United States residents need to know that all health insurance plans provide coverage for emergency medical services at any hospitals, regardless of the state in which the health plan was purchased, except for the state Hawaii. For all the emergency medical treatments that are considered life-threatening, the treatment will be covered as in-network, irrespective of whether the hospital is included in the patient’s plan network or not. Though there are some limitations. Every health plan comes with a network of healthcare providers, and if any member visits a health care provider outside of the network, then he or she will require to pay a large share of the health care cost.
In the year 2020, Ambetter was the only health insurance carrier that offers out-of-state routine care, mainly because both HMO and PPO plans have moved to constricted and local networks to keep their costs down. Individuals need to be aware that if they are permanently moving to another state, then they will qualify for a special enrollment period during which they can switch to a local health plan that will provide them health coverage. However, individuals temporarily moving to another state for a limited duration cannot use their health plan issued in their prior location.

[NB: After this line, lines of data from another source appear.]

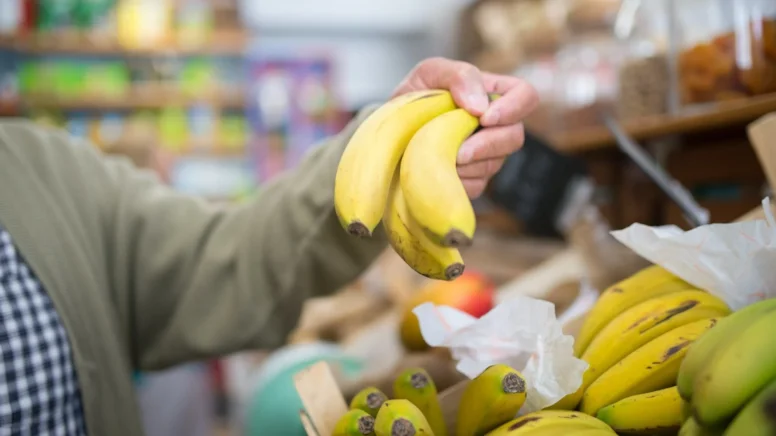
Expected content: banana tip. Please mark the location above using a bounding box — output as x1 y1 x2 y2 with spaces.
445 263 464 280
347 221 372 238
442 229 472 247
391 418 417 436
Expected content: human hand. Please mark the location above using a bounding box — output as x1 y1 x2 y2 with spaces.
393 58 539 198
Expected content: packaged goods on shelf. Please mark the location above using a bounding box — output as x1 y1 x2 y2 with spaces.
670 0 776 107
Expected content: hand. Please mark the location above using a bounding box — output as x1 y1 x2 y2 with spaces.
393 58 539 198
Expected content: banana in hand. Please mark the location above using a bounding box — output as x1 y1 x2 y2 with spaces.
692 311 776 427
401 109 479 247
383 169 464 280
596 386 682 434
393 368 447 436
332 409 375 436
487 410 615 436
455 364 526 436
350 386 388 418
375 400 434 436
334 90 456 236
580 318 717 415
574 265 693 357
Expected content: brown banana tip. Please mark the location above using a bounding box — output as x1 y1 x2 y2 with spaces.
442 229 472 247
391 418 417 436
445 263 464 280
410 372 428 389
501 372 525 394
347 221 372 238
366 392 386 409
358 416 375 435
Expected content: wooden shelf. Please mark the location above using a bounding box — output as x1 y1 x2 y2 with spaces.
547 94 776 153
0 31 250 56
22 90 246 111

It is essential to note that out-of-state coverage only includes emergency medical care and not anything else. Though there are many loopholes in identifying emergency medical care. In the majority of cases, health insurance carriers are supposed to pay for reasonable emergency medical expenses regardless of the hospital in which treatment is availed. Ironically, there is no fixed definition of emergency, taking advantage of which some insurance carriers deny claims to insured which they judge as being not true medical emergencies. Thus, individuals should try to have a better understanding of what their insurance carriers will pay before visiting an out-of-network provider rather than taking the risk of a denied claim. In such a scenario, individuals can think of having supplemental accidental coverage, especially if they travel a lot for work.
National PPO Network
Health insurance provider networks vary by state and Blue Shield of California was the last insurance carrier that offered a national PPO network through the BlueCard program that has been discontinued from 2019. In 2020, no state has any national network PPO available. Therefore, people who travel a lot for work or live in different states should either take supplemental coverage or switch to catastrophic coverage. People who are planning to travel to a different state can look for the below-given options to have health coverage in the new state.

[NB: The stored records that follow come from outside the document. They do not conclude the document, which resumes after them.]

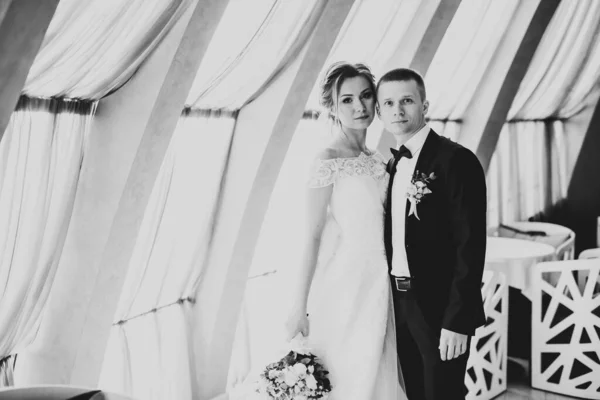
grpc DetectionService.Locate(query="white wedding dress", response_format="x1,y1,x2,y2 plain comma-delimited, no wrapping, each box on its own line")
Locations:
309,153,406,400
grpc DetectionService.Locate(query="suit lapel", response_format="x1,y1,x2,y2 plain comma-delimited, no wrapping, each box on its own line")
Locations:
404,129,440,238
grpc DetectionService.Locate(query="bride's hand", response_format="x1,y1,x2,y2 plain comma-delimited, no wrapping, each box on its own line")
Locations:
285,308,309,341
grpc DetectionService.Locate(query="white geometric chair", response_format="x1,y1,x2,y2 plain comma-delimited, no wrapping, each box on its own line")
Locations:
577,249,600,260
531,260,600,399
465,271,508,400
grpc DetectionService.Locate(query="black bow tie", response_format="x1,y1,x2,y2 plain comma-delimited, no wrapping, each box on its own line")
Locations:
390,145,412,160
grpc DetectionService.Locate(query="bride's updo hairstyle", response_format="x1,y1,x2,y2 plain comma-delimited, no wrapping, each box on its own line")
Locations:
319,62,376,124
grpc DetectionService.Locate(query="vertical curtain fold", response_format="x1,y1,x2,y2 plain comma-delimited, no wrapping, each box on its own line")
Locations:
488,0,600,225
0,97,96,370
23,0,194,100
100,110,235,400
186,0,325,110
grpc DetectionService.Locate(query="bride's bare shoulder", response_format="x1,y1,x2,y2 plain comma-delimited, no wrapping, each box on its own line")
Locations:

Supplemental coverage is an add-on to the individual’s current plan. To have national coverage, individuals have two options for supplemental coverage. Individuals can either obtain additional critical illness or accident coverage that will reimburse them regardless of their network if unfortunately they met with an accident or get diagnosed with a severe illness. Supplemental coverage is probably the best idea for individuals who frequently travel or individuals who are most concerned about out-of-network cost. Individuals can also get hospital indemnity style plans where members are paid cash to cover the covered medical services like doctor’s visits, hospital stays, and second opinions, all with a national network.
United Healthcare offers a year-long Catastrophic health plan that has a national PPO network, some states offer catastrophic plans for up to 36 months. The Catastrophic plans are less expensive than individual plans and these plans don’t even cover preventative care or pre-existing conditions. These plans also come with optional co-pay plans and additional accident or critical illness plans for more comprehensive-level coverage. Besides, United Healthcare, National General is another insurance carrier offering Catastrophic plans that have a national PPO network. This carrier offers catastrophic plans having competitive lifetime limits, a $50 urgent care copay, and offers a guaranteed issue option.
Individuals who need to spend some time in another state due to personal or professional reasons and wish to have coverage for more than just emergencies, then they can consider having a domestic travel medical plan or an international travel plan if they are living overseas for some part of the year. These plans are less expensive compared to major medical coverage because these plans offer limited coverage and do not provide coverage for pre-existing conditions. And these plans even come with caps on the total benefit amount that will be paid by the plan.